Après le débordement de policiers qui avaient débarqué à la maison familiale en ruine, et surtout après que Sherlock avait comblé toutes ses attentes, Eurus avait accepté de se laisser enfermer sans aucun souci, à une seule condition : que Sherlock vienne la voir. Ce qu'il faisait. Tous les mois, selon la même routine, et il retrouvait en elle la familiarité qu'il avait perdue par ailleurs. Elle le comprenait, comme personne.
Mycroft venait, aussi, mais elle ne lui accordait pas un regard. Il était le bourreau, celui qui l'avait faite passer pour morte, l'avait enfermée. Sieger et Violet avaient eu des disputes d'une violence inouïe avec leur fils aîné à propos de leur benjamine, qu'ils avaient crue disparue à jamais. Sherlock n'en avait rien eu à faire. Il ignorait avoir une sœur, il n'en avait cure qu'on l'ait crue morte durant un temps.
Depuis peu, Sherlock avait le droit d'entrer dans sa cellule, sous bonne garde.
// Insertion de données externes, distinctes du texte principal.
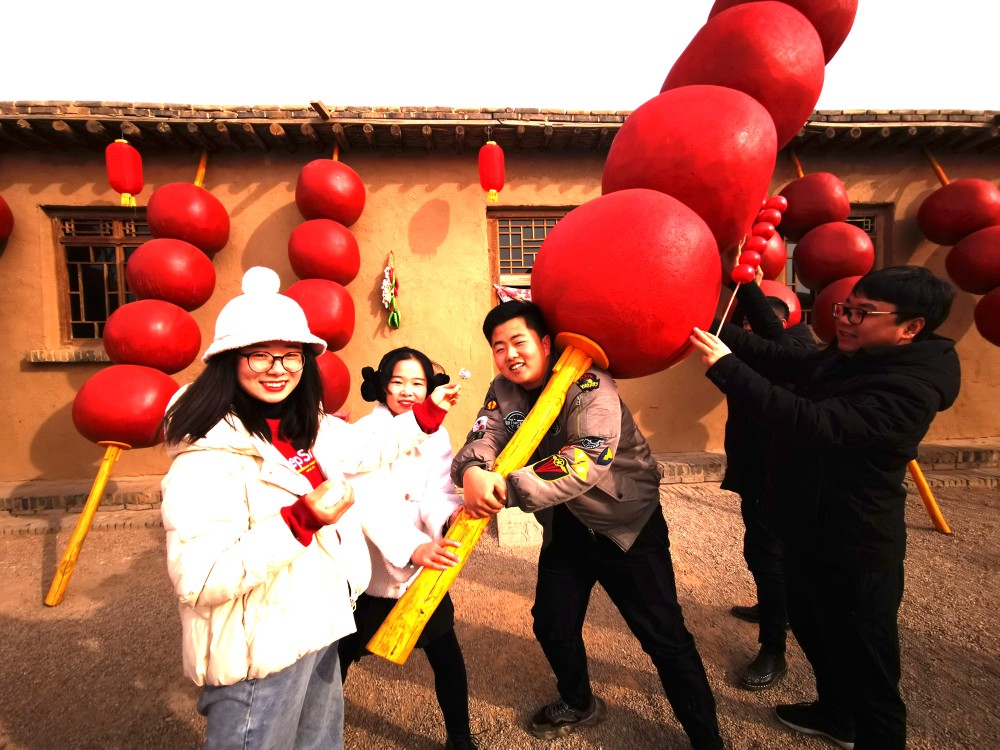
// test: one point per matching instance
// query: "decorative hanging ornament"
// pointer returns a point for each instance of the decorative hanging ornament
(124, 165)
(491, 169)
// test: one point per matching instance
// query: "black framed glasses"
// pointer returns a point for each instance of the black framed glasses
(264, 361)
(856, 315)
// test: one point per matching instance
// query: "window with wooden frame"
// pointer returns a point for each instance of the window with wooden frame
(516, 236)
(94, 246)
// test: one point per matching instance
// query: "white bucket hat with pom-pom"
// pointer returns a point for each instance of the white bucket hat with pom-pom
(261, 314)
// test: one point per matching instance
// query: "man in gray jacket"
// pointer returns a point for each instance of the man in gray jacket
(594, 487)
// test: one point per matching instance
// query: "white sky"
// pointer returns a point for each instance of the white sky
(580, 54)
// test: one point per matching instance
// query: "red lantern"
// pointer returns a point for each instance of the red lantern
(491, 169)
(124, 165)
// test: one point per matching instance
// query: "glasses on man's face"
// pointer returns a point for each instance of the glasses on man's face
(264, 361)
(856, 315)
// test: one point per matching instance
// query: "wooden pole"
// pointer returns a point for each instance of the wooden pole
(928, 497)
(398, 634)
(68, 561)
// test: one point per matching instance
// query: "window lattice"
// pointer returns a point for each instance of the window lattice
(96, 250)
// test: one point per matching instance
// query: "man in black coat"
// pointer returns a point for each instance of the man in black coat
(844, 434)
(748, 445)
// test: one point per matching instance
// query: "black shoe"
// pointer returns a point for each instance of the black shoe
(809, 718)
(748, 614)
(461, 742)
(764, 671)
(557, 719)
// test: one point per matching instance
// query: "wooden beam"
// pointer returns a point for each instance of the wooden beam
(341, 137)
(254, 138)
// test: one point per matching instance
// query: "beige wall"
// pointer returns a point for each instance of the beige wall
(429, 211)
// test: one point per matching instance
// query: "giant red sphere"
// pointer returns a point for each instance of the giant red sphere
(766, 49)
(171, 270)
(153, 333)
(329, 310)
(324, 249)
(634, 270)
(336, 381)
(832, 19)
(124, 403)
(813, 199)
(328, 189)
(823, 323)
(987, 317)
(974, 263)
(786, 295)
(6, 220)
(711, 148)
(830, 252)
(958, 209)
(184, 211)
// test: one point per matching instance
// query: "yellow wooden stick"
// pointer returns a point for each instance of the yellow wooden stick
(68, 561)
(398, 634)
(928, 497)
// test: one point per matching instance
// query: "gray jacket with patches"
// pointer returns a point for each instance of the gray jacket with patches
(593, 459)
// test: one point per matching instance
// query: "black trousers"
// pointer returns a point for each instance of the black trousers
(641, 584)
(763, 552)
(847, 624)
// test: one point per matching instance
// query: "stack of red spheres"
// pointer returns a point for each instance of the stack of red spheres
(966, 214)
(324, 254)
(830, 254)
(698, 156)
(155, 336)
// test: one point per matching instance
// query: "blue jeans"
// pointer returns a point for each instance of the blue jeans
(300, 707)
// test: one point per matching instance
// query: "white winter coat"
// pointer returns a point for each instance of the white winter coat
(253, 600)
(402, 505)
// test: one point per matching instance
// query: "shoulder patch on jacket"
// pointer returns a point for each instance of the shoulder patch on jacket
(589, 382)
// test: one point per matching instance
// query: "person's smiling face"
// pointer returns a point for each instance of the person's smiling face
(276, 383)
(878, 329)
(407, 386)
(520, 354)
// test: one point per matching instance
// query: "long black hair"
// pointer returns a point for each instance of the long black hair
(216, 394)
(374, 383)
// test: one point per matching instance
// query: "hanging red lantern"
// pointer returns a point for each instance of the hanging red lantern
(124, 165)
(491, 169)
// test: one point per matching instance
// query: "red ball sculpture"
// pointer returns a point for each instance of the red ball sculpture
(328, 189)
(958, 209)
(786, 295)
(171, 270)
(823, 323)
(184, 211)
(710, 147)
(637, 293)
(774, 257)
(765, 49)
(153, 333)
(6, 220)
(832, 19)
(124, 403)
(329, 310)
(987, 317)
(324, 249)
(832, 251)
(974, 263)
(813, 199)
(336, 381)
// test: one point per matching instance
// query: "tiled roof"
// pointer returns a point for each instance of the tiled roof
(315, 127)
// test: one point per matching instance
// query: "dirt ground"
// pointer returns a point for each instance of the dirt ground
(102, 670)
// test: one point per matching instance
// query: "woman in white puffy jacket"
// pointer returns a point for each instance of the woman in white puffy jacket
(405, 507)
(265, 563)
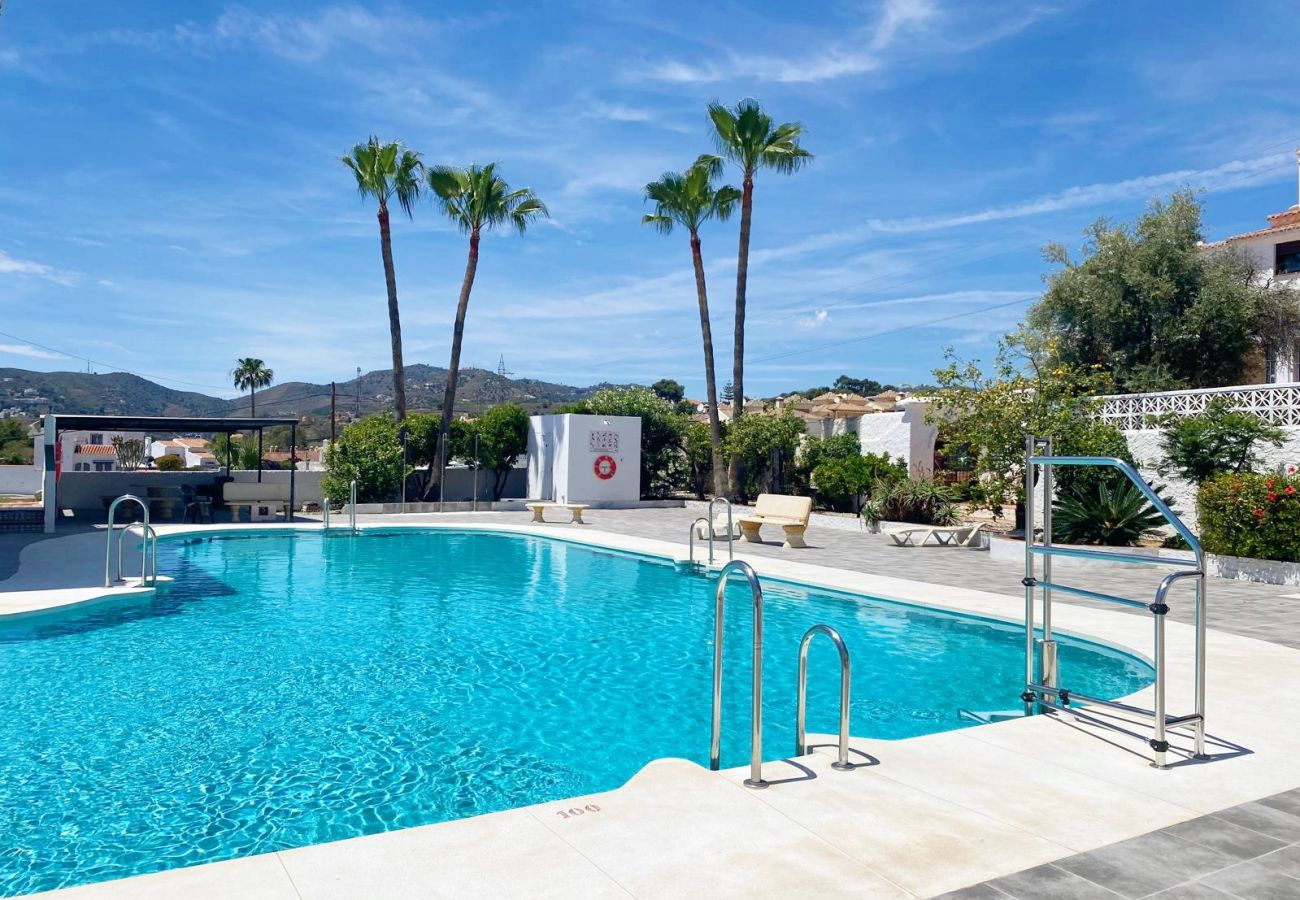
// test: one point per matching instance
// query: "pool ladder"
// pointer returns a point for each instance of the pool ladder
(755, 738)
(709, 527)
(148, 545)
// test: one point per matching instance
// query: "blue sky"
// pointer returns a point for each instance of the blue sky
(170, 194)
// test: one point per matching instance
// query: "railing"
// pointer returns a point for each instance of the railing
(731, 529)
(109, 579)
(1041, 684)
(690, 540)
(801, 705)
(150, 537)
(1278, 405)
(755, 748)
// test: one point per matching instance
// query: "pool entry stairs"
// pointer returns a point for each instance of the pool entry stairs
(1044, 689)
(755, 753)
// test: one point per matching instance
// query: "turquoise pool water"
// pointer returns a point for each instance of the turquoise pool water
(290, 689)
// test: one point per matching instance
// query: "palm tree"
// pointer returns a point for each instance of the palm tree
(748, 137)
(385, 171)
(689, 199)
(250, 375)
(476, 199)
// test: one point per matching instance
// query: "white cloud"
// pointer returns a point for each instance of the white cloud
(30, 268)
(819, 319)
(27, 350)
(1230, 176)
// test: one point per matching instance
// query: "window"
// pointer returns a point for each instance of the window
(1287, 258)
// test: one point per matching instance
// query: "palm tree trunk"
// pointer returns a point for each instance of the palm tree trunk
(390, 280)
(449, 397)
(715, 432)
(736, 472)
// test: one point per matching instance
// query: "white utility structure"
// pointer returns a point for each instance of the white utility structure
(584, 459)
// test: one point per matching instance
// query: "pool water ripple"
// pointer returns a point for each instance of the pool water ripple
(290, 689)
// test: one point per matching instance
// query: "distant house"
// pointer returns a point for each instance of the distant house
(193, 451)
(85, 451)
(1275, 254)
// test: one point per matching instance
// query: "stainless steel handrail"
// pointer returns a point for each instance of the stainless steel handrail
(755, 738)
(1044, 683)
(731, 529)
(151, 544)
(690, 541)
(801, 747)
(108, 537)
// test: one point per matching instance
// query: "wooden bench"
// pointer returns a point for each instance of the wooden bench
(943, 535)
(575, 510)
(789, 513)
(237, 494)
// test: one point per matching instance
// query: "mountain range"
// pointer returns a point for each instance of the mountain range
(120, 393)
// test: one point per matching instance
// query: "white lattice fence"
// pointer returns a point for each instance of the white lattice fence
(1275, 403)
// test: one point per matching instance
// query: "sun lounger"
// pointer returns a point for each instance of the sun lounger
(789, 513)
(943, 535)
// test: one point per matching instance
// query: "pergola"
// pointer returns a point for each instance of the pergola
(57, 423)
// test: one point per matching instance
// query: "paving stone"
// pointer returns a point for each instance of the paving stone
(1255, 881)
(1226, 838)
(1264, 818)
(1051, 883)
(1144, 865)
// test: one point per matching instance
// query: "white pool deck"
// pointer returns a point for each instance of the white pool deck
(931, 814)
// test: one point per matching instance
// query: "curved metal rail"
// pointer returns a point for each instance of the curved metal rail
(731, 529)
(108, 539)
(690, 540)
(801, 747)
(755, 752)
(1043, 682)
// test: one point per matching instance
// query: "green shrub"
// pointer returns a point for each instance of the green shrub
(369, 453)
(1251, 515)
(922, 502)
(169, 463)
(1214, 441)
(841, 483)
(1112, 514)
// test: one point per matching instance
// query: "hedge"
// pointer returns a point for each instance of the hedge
(1251, 515)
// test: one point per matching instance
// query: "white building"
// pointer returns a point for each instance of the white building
(83, 451)
(193, 451)
(1275, 254)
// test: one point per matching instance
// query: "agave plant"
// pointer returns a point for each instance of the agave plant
(1109, 513)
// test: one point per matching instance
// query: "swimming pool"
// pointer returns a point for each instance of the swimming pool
(294, 688)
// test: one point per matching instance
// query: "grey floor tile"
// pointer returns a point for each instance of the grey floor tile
(1051, 883)
(1255, 881)
(1226, 838)
(975, 892)
(1287, 861)
(1144, 865)
(1287, 803)
(1268, 820)
(1194, 891)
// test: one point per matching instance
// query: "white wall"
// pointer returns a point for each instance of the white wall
(1144, 445)
(563, 450)
(904, 435)
(20, 479)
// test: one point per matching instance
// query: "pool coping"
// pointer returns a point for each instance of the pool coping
(993, 799)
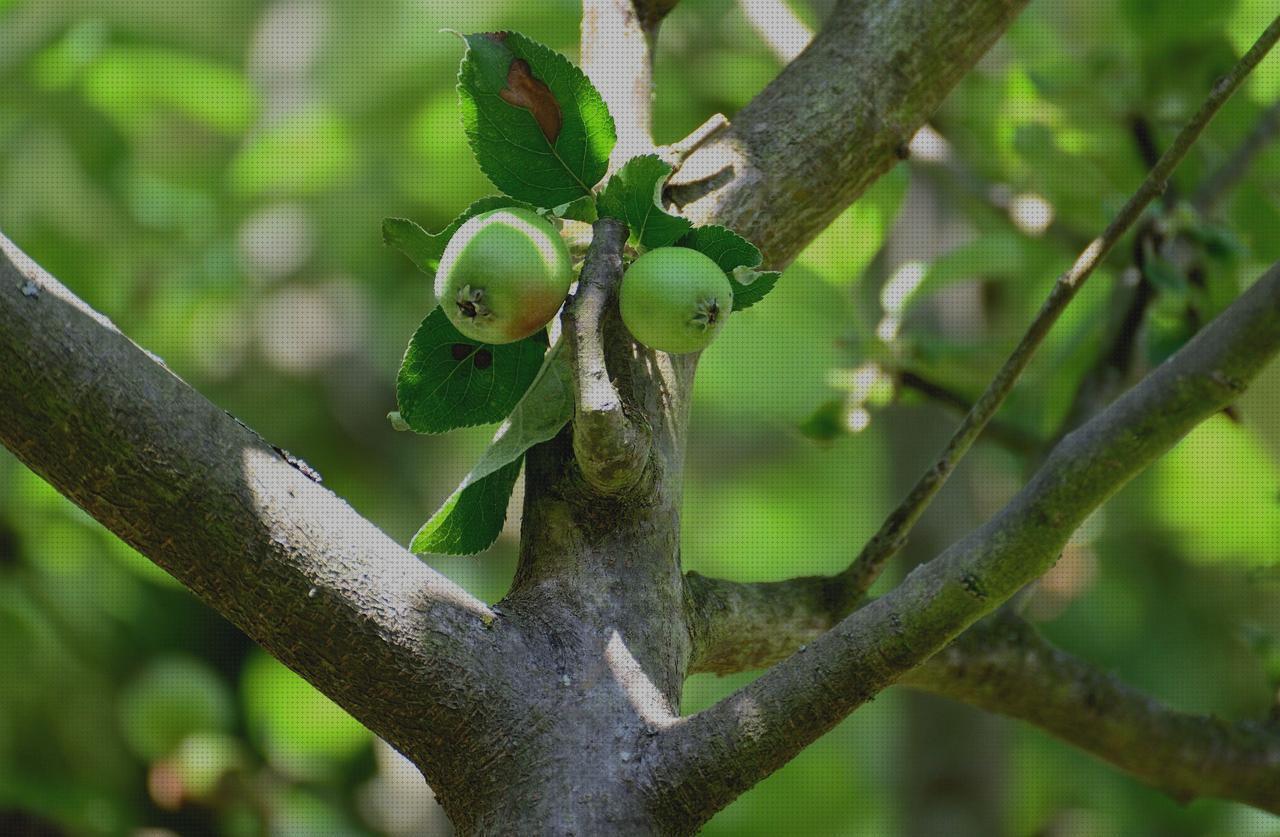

Au début, il devait se contenter de rester derrière la vitre, mais Eurus avait promis de se tenir sage, et tant que son frère jouait avec elle et répondait à ses attentes, elle ne tentait jamais de lui faire du mal.
Alors il entrait, et elle sautillait vers lui, joyeuse, heureuse, et elle lui soumettait les devinettes et les énigmes qu'elle avait préparées depuis sa dernière visite.
– Tu es lent Sherlock ! s'esclaffa-t-elle. C'est la plus facile pourtant !
Il n'avait jamais connu de difficultés pour comprendre le monde et résoudre tous les mystères sur sa route, mais Eurus le surpassait. Son ego s'en était remis. Elle le surpassait peut-être, mais elle était enfermée. Même si Mycroft semblait envisager de l'utiliser pour faire Dieu savait quoi en rapport avec son boulot, chacun de ses gestes étaient sous surveillance. Sherlock préférait nettement être libre de ses mouvements.
Durant tout le temps où Sherlock jouait avec Eurus, Mycroft restait là. De l'autre côté de la vitre. Il les observait. Au début, Sherlock avait pensé qu'il les surveillait (précaution inutile vu les multiples caméras de la pièce) mais il n'en était rien. Il attendait simplement le jour où Eurus daignerait se souvenir qu'elle avait un deuxième frère. Ce n'était jamais arrivé.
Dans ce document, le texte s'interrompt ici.